To the human eye, it is quite clear that you are better off serving your content from Red and then switching to Blue about half way through. Like a lot of problems, the human eye turns out to make easy what computational algorithms find challenging.  Successful latency-based load balancing requires real-time, big data processing. There are plenty of ways to process these data in a manner which delivers suboptimal results. For example, what if we employ a moving average with an exponential decay.

Note: This graph encompasses 8 hours of data including the 90 minutes shown above:

Cedexis highwinds 2

This approach is closer, but due to all the outliers inherent in taking Real User Measurements, your Load Balancer will frequently choose Blue erroneously in the first 2/3rd of this graph and even after Blue fixes their issues, Blue’s moving average jumps up and you’ll choose Red even when Blue is clearly better. Worse, this approach will cause you to frequently switch between CDNs when the switching offers no value. Increasing the chance of a cache miss without directing the consumer to a better performing CDN.

Cedexis has been working on this problem for more than three years. Here is what our current, best algorithm makes of these data and corresponds to the decisions our customers made during this time period.

Cedexis Highwinds 3

With the noise removed we can see that there are short time periods when Blue is the right choice even before their Australian PoP comes back on line.

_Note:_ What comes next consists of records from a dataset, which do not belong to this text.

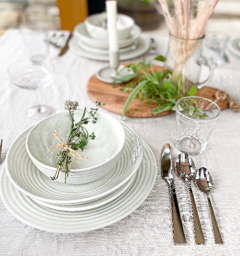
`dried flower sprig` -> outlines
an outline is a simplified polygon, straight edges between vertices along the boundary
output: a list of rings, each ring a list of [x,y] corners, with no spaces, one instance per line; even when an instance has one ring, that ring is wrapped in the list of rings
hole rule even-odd
[[[101,107],[102,105],[100,101],[96,101],[95,103],[98,106]],[[104,103],[102,105],[105,105],[105,104]],[[48,152],[53,149],[56,148],[60,150],[60,152],[57,156],[57,159],[58,161],[56,173],[53,177],[51,177],[53,180],[58,179],[60,170],[62,169],[65,173],[66,183],[67,177],[68,177],[69,173],[70,171],[69,169],[74,160],[76,160],[80,164],[81,163],[81,160],[86,160],[87,159],[90,159],[88,157],[83,157],[76,150],[79,149],[81,149],[82,151],[83,150],[88,144],[88,138],[90,138],[93,140],[95,139],[96,136],[94,133],[92,133],[91,134],[89,135],[87,130],[83,125],[87,125],[91,120],[93,123],[96,123],[98,118],[96,115],[98,109],[97,107],[90,109],[89,116],[85,117],[86,109],[85,108],[80,120],[74,124],[74,110],[77,109],[78,106],[78,104],[77,101],[67,101],[65,102],[65,109],[68,110],[69,117],[71,122],[69,134],[67,139],[66,141],[60,139],[56,129],[53,128],[56,133],[53,134],[53,136],[62,144],[55,144],[48,148]],[[61,147],[59,148],[59,147]],[[68,155],[69,153],[72,157],[72,160],[71,157]],[[69,167],[69,164],[70,165]]]

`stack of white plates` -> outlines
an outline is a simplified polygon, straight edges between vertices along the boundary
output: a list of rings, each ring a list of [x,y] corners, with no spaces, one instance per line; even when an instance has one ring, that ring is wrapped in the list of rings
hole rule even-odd
[[[135,25],[131,29],[130,37],[118,40],[120,60],[136,58],[147,51],[149,40],[141,37],[141,34],[140,28]],[[69,45],[76,54],[92,59],[109,60],[108,40],[91,37],[84,22],[76,26],[74,35]]]
[[[40,171],[25,146],[30,129],[24,131],[10,147],[0,176],[0,194],[8,210],[34,227],[74,233],[106,226],[136,210],[153,188],[157,163],[147,145],[120,123],[125,141],[117,163],[100,178],[78,185],[68,184],[67,178],[66,184],[52,181]]]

Thanks to Cedexis’s data handling, OpenMix has seen through the noise, only reacting to statistically significant outperformance by Blue. It is also interesting that Blue appears to have had some short issues even after fixing the larger problem. Cedexis customers have the benefit of our real-time, big data processing and sleep well knowing that we’ll always send their web visitors to the best possible CDN even during rapidly changing conditions.